Mitochondria supply membranes for autophagosome biogenesis during starvation - PubMed (original) (raw)

Mitochondria supply membranes for autophagosome biogenesis during starvation

Dale W Hailey et al. Cell. 2010.

Abstract

Starvation-induced autophagosomes engulf cytosol and/or organelles and deliver them to lysosomes for degradation, thereby resupplying depleted nutrients. Despite advances in understanding the molecular basis of this process, the membrane origin of autophagosomes remains unclear. Here, we demonstrate that, in starved cells, the outer membrane of mitochondria participates in autophagosome biogenesis.

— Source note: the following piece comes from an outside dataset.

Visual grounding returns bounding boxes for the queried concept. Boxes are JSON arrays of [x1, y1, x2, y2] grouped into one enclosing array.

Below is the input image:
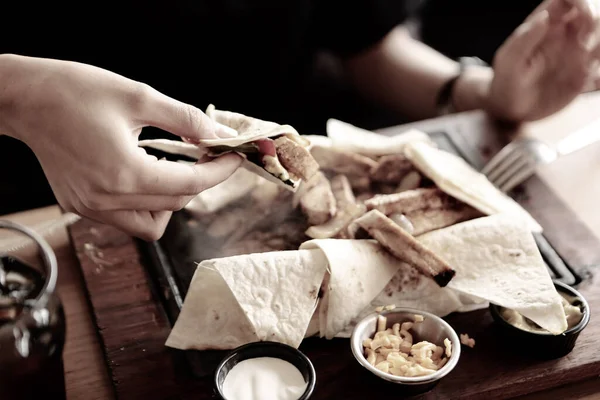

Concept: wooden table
[[3, 93, 600, 400]]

The early autophagosomal marker, Atg5, transiently localizes to punctae on mitochondria, followed by the late autophagosomal marker, LC3. The tail-anchor of an outer mitochondrial membrane protein also labels autophagosomes and is sufficient to deliver another outer mitochondrial membrane protein, Fis1, to autophagosomes. The fluorescent lipid NBD-PS (converted to NBD-phosphotidylethanolamine in mitochondria) transfers from mitochondria to autophagosomes. Photobleaching reveals membranes of mitochondria and autophagosomes are transiently shared. Disruption of mitochondria/ER connections by mitofusin2 depletion dramatically impairs starvation-induced autophagy. Mitochondria thus play a central role in starvation-induced autophagy, contributing membrane to autophagosomes.

Copyright (c) 2010 Elsevier Inc. All rights reserved.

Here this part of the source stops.